Wasserstoff-Blei-Kollisionen gebären Mesonen
LHCb-Detektor am CERN liefert Daten zum Verständnis des Materiezustands am Beginn unseres Universums.
Unmittelbar nach dem Urknall waren Quarks und Gluonen noch nicht in Elementarteilchen gebunden. Stattdessen bildete die extrem heiße Materie ein sogenanntes Quark-Gluon-Plasma. Auch in sehr energiereichen „Frontalzusammenstößen“ von Kernen schwerer Elemente wie Blei kann für extrem kurze Zeitspannen ein Quark-Gluon-Plasma von Atomkerngröße entstehen, bevor tausende, meist kurzlebige Teilchen von der „Unfallstelle“ davon fliegen. Nachweisen lässt sich ein Quark-Gluon-Plasma nur indirekt, beispielsweise dadurch, dass die Bildung bestimmter Teilchen in der Reaktion relativ unterdrückt ist. Allerdings kann auch normale „kalte“ Kernmaterie solche Effekte bewirken.
Abb.: Eine Proton-Blei-Kollision, beobachtet mit dem LHCb-Detektor während der Messphase. (Bild: LHCb-Kollaboration)
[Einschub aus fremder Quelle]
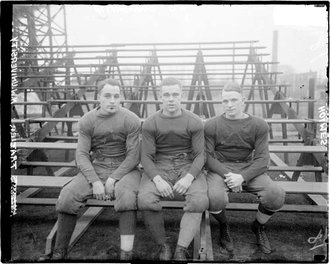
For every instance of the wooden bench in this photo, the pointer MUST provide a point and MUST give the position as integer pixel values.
(203, 239)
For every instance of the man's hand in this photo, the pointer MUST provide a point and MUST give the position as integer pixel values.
(163, 187)
(98, 190)
(110, 188)
(183, 184)
(234, 181)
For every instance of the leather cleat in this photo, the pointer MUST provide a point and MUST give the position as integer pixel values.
(164, 252)
(44, 257)
(262, 239)
(181, 253)
(126, 255)
(59, 254)
(226, 241)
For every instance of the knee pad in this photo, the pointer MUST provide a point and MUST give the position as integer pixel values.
(147, 201)
(272, 197)
(125, 201)
(218, 201)
(196, 204)
(67, 204)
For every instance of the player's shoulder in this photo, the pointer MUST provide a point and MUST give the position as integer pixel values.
(192, 116)
(88, 117)
(260, 122)
(151, 119)
(131, 116)
(212, 121)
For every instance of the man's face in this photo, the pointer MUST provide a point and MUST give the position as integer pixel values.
(233, 103)
(171, 96)
(110, 99)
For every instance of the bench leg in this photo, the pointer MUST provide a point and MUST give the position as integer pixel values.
(81, 227)
(83, 223)
(49, 240)
(208, 235)
(203, 241)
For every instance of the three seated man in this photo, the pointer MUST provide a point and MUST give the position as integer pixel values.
(173, 157)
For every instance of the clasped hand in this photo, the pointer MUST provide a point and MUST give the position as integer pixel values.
(104, 192)
(180, 186)
(234, 181)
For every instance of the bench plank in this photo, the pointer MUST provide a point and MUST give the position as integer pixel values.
(231, 206)
(272, 148)
(42, 181)
(72, 164)
(57, 182)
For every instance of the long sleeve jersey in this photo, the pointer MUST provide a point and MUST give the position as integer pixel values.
(171, 136)
(237, 140)
(112, 135)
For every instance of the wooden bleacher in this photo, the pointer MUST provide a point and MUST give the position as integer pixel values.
(62, 102)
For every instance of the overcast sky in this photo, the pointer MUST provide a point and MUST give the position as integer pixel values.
(302, 28)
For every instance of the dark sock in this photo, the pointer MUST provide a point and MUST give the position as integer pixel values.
(65, 226)
(127, 222)
(221, 217)
(154, 222)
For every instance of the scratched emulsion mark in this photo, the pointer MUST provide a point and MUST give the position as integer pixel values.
(13, 150)
(320, 242)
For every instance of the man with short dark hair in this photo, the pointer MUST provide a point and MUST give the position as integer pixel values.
(172, 158)
(238, 157)
(110, 134)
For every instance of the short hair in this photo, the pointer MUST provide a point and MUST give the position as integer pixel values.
(111, 82)
(232, 87)
(170, 81)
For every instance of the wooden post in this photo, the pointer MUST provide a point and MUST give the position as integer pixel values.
(311, 95)
(275, 51)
Es ist also erforderlich, beide Effekte aufzudröseln, wenn man das Quark-Gluon-Plasma verstehen und damit mehr über den Urknall lernen will. Bei Kollisionen von Protonen mit schweren Kernen oder von Protonen untereinander kann kein Quark-Gluon-Plasma entstehen, während die Effekte der kalten Kernmaterie auftreten. Deshalb hat die an der LHCb-Kollaboration beteiligte Gruppe von Michael Schmelling vom MPI für Kernphysik sich maßgeblich für ein Experiment engagiert, das gleichzeitig ein neues Einsatzgebiet für den LHCb-Detektor darstellt: Kollisionen von Blei-Kernen mit Protonen. Ein erstes Resultat ist die Messung der Produktion einer bestimmten Sorte schwerer Teilchen, sogenannter J/ψ-Mesonen. In Blei-Blei-Stößen dagegen entstehen so extrem viele Teilchen, dass LHCb aufgrund seiner Konstruktion quasi geblendet und möglicherweise sogar beschädigt würde.
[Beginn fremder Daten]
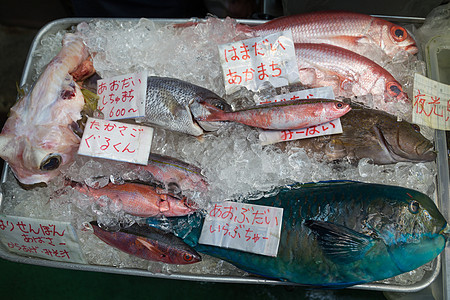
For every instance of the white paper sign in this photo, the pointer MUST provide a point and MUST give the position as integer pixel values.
(123, 96)
(431, 104)
(243, 226)
(116, 141)
(52, 240)
(252, 62)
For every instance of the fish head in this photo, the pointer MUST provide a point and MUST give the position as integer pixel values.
(38, 137)
(395, 38)
(402, 141)
(411, 227)
(205, 104)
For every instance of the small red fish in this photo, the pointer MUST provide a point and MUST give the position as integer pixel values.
(349, 30)
(349, 73)
(285, 115)
(149, 243)
(139, 199)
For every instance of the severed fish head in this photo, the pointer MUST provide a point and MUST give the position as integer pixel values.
(38, 138)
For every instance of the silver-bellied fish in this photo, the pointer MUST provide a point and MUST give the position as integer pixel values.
(369, 133)
(177, 105)
(339, 233)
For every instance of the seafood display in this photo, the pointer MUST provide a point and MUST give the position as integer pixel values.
(348, 30)
(288, 115)
(349, 73)
(358, 206)
(373, 134)
(337, 234)
(149, 243)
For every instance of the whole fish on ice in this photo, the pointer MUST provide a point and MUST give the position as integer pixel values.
(369, 133)
(138, 199)
(353, 31)
(284, 115)
(148, 243)
(178, 105)
(38, 137)
(348, 73)
(338, 234)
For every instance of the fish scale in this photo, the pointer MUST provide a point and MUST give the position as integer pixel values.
(330, 236)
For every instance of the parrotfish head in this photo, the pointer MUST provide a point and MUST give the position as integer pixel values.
(207, 103)
(411, 227)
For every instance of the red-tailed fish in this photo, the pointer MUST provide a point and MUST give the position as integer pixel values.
(139, 199)
(38, 137)
(349, 30)
(148, 243)
(349, 73)
(285, 115)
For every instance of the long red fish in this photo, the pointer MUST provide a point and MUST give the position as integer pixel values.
(285, 115)
(139, 199)
(149, 243)
(349, 30)
(349, 73)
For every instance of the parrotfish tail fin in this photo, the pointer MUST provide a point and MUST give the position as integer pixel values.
(340, 244)
(216, 114)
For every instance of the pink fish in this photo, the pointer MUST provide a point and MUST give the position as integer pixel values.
(349, 30)
(38, 138)
(139, 199)
(285, 115)
(349, 73)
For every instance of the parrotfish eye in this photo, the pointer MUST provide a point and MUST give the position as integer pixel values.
(188, 257)
(50, 162)
(414, 207)
(399, 33)
(394, 89)
(416, 127)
Der LHCb-Detektor, etwa 20 Meter lang und 10 Meter hoch, ist der kleinste der vier großen Teilchendetektoren am Large Hadron Collider des CERN. Seine Spezialität ist es, nahe am Kollisionspunkt und im spitzen Winkel zur Flugrichtung der Projektile die im Stoß erzeugten Teilchen zu registrieren. Mit seinen verschiedenen Komponenten kann er sowohl die Teilchen identifizieren als auch ihren Ursprungspunkt genau lokalisieren.
Für das Experiment beschleunigten Forscher Anfang des Jahres etwa drei Wochen lang im LHC Protonen und Bleikerne mit entgegengesetzter Flugrichtung auf eine Energie von mehreren TeV pro Nukleon (ein Tera-Elektronenvolt ist die Energie, die ein Proton erhält, wenn es eine Spannung von einer Billion Volt durchfallen hat) und brachten sie zur Kollision. Um diese unsymmetrischen Kollisionen sozusagen von der Tischtennisball- und der Basketballseite aus untersuchen zu können, wurde nach zwei Wochen die Flugrichtung der beiden Strahlen umgekehrt.
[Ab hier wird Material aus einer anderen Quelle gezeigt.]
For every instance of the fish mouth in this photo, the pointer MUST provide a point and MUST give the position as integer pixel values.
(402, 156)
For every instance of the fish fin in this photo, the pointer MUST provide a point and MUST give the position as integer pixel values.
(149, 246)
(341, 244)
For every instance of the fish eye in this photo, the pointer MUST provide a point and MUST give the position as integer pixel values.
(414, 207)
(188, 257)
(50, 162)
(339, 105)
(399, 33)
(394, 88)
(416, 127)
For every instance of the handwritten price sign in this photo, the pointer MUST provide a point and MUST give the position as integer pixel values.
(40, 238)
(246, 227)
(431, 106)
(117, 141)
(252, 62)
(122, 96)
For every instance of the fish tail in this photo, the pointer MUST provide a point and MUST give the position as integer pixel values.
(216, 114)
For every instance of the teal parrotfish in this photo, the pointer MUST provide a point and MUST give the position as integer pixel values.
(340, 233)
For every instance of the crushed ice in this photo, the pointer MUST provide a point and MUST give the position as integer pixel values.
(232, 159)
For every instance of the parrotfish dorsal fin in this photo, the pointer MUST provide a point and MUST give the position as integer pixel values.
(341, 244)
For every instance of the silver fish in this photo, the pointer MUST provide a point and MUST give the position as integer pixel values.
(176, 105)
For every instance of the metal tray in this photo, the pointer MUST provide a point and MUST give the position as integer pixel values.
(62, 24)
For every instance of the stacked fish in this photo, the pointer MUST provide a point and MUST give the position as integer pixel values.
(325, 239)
In den Stößen werden J/ψ-Mesonen sowohl direkt, als auch über den Zerfall noch schwererer Teilchen gebildet, die erst einige Millimeter weit fliegen ehe sie zerfallen. LHCb kann diese beiden Beiträge unterscheiden. Die J/ψ-Mesonen selbst verraten sich anhand eines charakteristischen Zerfallsmusters. Wie erwartet unterscheidet sich ihre Produktion auf den beiden Reaktionswegen und hängt auch von der Beobachtungsrichtung ab. Die Messergebisse sind konsistent mit den – noch recht unsicheren – theoretischen Vorhersagen und in guter Übereinstimmung mit den parallel durchgeführten Messungen mit dem ALICE-Detektor am LHC. ALICE kann allerdings bloß die Summe von direkten und indirekten Beiträgen messen.
„Zusammen mit den früheren Messungen aus Proton-Proton-Stößen schaffen die Proton-Blei-Resultate damit die Voraussetzung, die Eigenschaften des Quark-Gluon-Plasmas am LHC mit hoher Genauigkeit zu bestimmen“, resümiert Michael Schmelling.